However, despite there being numerous options in this space, set up costs can be prohibitive.

Although Callum points out there are cost reductions in the system too with easier to pick fruit and less inputs. Inside growing is frequently being trialed in overseas markets as a more secure way of growing.

Another system catching on is regenerative planting. Regenerative approaches are done outside, using numerous varieties of clover to bring in bees and insects, no mowing, and an overall increase in the diversification of insects, varieties and soil microbes.
It’s closer to organic growing than conventional and improves the ability to store water in the soil.

Growers can get reductions in tractor and diesel use and a boost to soil health too. “There are a few trials using this across Hawke’s Bay, and not just in horticulture, but also agriculture,” Callum says.

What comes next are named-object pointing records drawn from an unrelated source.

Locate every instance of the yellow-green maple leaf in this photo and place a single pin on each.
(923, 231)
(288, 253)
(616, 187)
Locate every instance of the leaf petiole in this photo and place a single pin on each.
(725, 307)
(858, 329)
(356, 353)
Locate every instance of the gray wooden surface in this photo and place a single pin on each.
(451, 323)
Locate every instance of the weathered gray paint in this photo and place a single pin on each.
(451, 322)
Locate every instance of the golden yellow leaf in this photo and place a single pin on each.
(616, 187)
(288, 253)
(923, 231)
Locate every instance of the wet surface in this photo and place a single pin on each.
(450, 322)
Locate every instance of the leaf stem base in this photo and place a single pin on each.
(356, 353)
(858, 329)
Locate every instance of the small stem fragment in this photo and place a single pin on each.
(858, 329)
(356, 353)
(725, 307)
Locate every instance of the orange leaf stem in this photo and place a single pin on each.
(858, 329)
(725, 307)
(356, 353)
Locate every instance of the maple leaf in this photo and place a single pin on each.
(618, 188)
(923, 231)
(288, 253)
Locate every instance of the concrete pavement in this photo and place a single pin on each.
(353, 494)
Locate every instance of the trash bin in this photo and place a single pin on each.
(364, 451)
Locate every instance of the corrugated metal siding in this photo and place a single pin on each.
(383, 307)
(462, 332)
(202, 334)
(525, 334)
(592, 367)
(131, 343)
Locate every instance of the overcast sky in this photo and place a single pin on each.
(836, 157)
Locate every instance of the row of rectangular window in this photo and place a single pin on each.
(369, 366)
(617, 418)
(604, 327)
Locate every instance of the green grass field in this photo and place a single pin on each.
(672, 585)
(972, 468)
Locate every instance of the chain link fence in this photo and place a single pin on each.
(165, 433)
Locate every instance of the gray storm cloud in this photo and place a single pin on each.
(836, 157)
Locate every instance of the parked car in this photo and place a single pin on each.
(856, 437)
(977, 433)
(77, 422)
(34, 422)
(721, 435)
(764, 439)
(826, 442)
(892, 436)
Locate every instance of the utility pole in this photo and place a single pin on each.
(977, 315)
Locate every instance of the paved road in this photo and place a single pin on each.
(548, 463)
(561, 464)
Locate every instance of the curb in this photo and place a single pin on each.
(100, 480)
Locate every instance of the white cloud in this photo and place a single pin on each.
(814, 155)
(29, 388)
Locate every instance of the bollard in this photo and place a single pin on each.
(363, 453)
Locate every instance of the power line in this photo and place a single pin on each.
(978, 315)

“It’s offsetting costs and creating competition in the market. It’s about getting to scale with that approach and growers are seeing some great benefits coming out of that. So, we will see more of that over the next years and decades.” 

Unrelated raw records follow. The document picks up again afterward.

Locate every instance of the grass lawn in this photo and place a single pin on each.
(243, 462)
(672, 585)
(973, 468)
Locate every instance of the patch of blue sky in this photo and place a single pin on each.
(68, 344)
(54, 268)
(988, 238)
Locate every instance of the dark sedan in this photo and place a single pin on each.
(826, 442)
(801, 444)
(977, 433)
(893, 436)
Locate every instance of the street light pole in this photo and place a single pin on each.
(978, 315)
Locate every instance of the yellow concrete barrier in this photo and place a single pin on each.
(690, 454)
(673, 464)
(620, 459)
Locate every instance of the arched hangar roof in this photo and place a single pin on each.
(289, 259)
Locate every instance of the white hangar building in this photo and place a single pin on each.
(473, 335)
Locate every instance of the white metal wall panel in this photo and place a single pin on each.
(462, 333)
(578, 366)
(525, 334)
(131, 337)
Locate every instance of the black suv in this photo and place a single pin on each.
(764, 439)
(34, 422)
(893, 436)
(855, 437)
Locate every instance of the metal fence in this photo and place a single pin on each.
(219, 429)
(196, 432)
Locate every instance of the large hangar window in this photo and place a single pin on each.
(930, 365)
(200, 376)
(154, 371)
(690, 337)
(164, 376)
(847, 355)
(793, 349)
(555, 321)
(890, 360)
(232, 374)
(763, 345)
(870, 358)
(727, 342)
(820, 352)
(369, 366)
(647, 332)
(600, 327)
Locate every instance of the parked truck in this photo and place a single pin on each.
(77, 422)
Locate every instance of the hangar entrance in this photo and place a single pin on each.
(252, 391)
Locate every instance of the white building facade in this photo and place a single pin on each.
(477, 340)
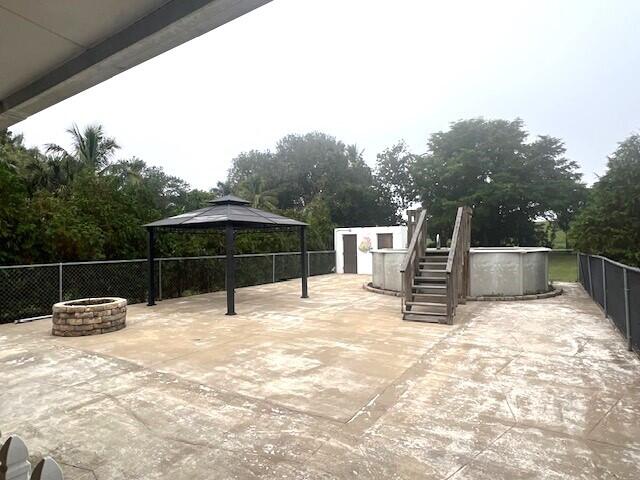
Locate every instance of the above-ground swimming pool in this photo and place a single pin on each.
(509, 271)
(494, 271)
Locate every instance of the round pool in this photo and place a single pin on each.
(509, 271)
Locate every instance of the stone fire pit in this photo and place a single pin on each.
(89, 316)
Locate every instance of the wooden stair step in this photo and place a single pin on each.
(430, 297)
(424, 317)
(425, 304)
(430, 279)
(421, 270)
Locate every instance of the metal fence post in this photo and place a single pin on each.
(159, 279)
(60, 282)
(626, 309)
(589, 272)
(604, 288)
(580, 279)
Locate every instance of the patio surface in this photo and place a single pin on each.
(334, 386)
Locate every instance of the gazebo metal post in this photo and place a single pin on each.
(230, 270)
(303, 262)
(151, 294)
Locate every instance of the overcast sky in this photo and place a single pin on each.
(371, 72)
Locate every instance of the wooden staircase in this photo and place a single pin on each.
(428, 299)
(435, 280)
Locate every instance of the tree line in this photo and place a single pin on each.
(86, 204)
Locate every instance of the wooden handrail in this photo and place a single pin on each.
(454, 239)
(415, 249)
(457, 269)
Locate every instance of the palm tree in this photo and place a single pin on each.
(254, 190)
(91, 148)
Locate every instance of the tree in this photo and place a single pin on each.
(509, 182)
(91, 148)
(313, 166)
(393, 177)
(254, 190)
(609, 225)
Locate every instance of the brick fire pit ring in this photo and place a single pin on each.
(89, 316)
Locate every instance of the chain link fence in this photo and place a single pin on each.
(29, 291)
(616, 288)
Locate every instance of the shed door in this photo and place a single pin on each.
(385, 240)
(350, 250)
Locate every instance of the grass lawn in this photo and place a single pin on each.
(563, 267)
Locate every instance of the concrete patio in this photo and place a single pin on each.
(334, 386)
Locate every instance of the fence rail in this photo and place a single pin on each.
(29, 291)
(616, 288)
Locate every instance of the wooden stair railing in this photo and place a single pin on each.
(417, 223)
(435, 280)
(457, 270)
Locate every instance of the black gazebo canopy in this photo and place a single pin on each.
(231, 214)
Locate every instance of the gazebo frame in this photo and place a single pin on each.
(233, 215)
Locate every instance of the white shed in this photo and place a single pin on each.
(353, 246)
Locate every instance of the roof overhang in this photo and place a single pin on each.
(57, 49)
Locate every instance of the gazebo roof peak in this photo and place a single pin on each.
(229, 200)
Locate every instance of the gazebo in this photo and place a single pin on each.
(233, 215)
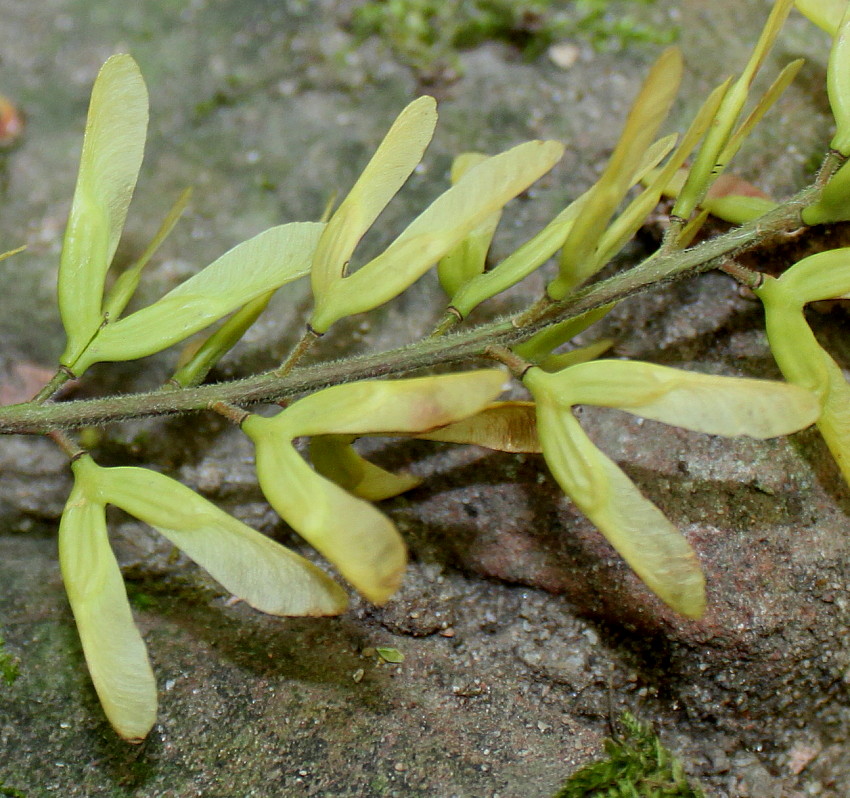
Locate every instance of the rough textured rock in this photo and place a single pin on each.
(522, 630)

Water use and precision systems.
One local company, Croptide, is leading in this space. Their technology can monitor the amount of water a tree needs and provide the minimum amount for survival. Hawke’s Bay Fruit Growers recently awarded Croptide an innovation award as a result and they are getting some attention in the global marketplace as well.

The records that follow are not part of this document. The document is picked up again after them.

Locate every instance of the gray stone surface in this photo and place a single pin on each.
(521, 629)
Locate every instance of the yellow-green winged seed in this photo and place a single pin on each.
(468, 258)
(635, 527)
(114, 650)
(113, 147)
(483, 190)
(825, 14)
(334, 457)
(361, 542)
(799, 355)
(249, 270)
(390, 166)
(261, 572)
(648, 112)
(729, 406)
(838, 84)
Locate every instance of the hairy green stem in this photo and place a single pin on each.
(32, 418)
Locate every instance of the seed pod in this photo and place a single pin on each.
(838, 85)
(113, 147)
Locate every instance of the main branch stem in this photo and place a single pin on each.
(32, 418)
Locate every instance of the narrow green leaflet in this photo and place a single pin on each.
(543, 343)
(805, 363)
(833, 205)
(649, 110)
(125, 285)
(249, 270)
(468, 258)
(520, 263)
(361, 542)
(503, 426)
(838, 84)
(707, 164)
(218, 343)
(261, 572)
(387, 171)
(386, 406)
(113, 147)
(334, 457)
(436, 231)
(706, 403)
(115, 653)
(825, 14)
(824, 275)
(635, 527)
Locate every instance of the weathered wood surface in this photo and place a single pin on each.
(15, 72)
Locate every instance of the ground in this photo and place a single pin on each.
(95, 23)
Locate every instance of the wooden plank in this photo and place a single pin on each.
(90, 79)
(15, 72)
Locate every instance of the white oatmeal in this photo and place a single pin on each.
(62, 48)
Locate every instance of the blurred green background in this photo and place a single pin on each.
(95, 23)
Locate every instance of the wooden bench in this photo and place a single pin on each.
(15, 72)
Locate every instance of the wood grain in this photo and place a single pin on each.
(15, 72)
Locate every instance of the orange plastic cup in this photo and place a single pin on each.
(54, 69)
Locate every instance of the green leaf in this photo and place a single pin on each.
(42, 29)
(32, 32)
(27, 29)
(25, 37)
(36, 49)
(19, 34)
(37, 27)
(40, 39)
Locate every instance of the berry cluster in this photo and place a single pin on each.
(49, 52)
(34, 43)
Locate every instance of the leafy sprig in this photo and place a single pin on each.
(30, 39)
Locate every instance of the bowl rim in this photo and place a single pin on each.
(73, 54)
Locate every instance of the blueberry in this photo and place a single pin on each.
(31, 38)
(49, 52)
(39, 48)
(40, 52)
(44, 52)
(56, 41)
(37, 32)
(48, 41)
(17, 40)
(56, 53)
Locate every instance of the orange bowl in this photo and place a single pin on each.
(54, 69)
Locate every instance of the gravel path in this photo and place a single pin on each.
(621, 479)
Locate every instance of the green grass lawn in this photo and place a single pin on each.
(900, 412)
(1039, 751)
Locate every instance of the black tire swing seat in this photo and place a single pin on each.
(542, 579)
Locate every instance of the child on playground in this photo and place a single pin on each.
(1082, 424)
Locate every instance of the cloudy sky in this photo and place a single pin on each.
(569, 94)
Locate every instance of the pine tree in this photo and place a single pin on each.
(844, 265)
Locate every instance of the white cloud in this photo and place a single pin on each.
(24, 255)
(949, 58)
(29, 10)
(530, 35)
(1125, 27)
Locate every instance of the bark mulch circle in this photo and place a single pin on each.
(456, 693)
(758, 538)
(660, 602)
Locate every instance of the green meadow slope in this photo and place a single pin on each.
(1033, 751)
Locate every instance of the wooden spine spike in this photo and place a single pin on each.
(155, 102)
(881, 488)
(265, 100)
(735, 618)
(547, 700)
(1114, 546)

“Small growers could look at that to reduce their water use.

The other big trend in horticulture is data. Getting real-time information about what is happening on the orchard is a huge advantage for growers. It ties in with water use, and growers can get updates right to their smart phones. The advantage is knowing exactly how much is needed and when.

“Post-cyclone there is a lot of talk about what we’ve learned from that and how we can get data out of that and what you do with it - accumulating that and taking advantage of it and using it to plan and focus on the future.

“Croptide has a big focus on data and being able to access that data when you need it across various platforms – monitoring fruit quality to packhouse scanning, to tell growers exactly what is wrong with it.”

Waste and packaging.
This is an area that Callum has worked in himself for many years, and he says there is some great stuff happening to reduce plastic in the supply chain. Growers are moving towards either fully recyclable, or more sustainable options.

“Recently we’ve had to take away stickers and replace them with something compostable at a minimum and packaging is becoming more craft-like. There is definitely some innovation around packing. Trying to reduce plastic can be challenging, because plastic extends the shelf life of fruit and reduces quite high levels of food waste in the industry.”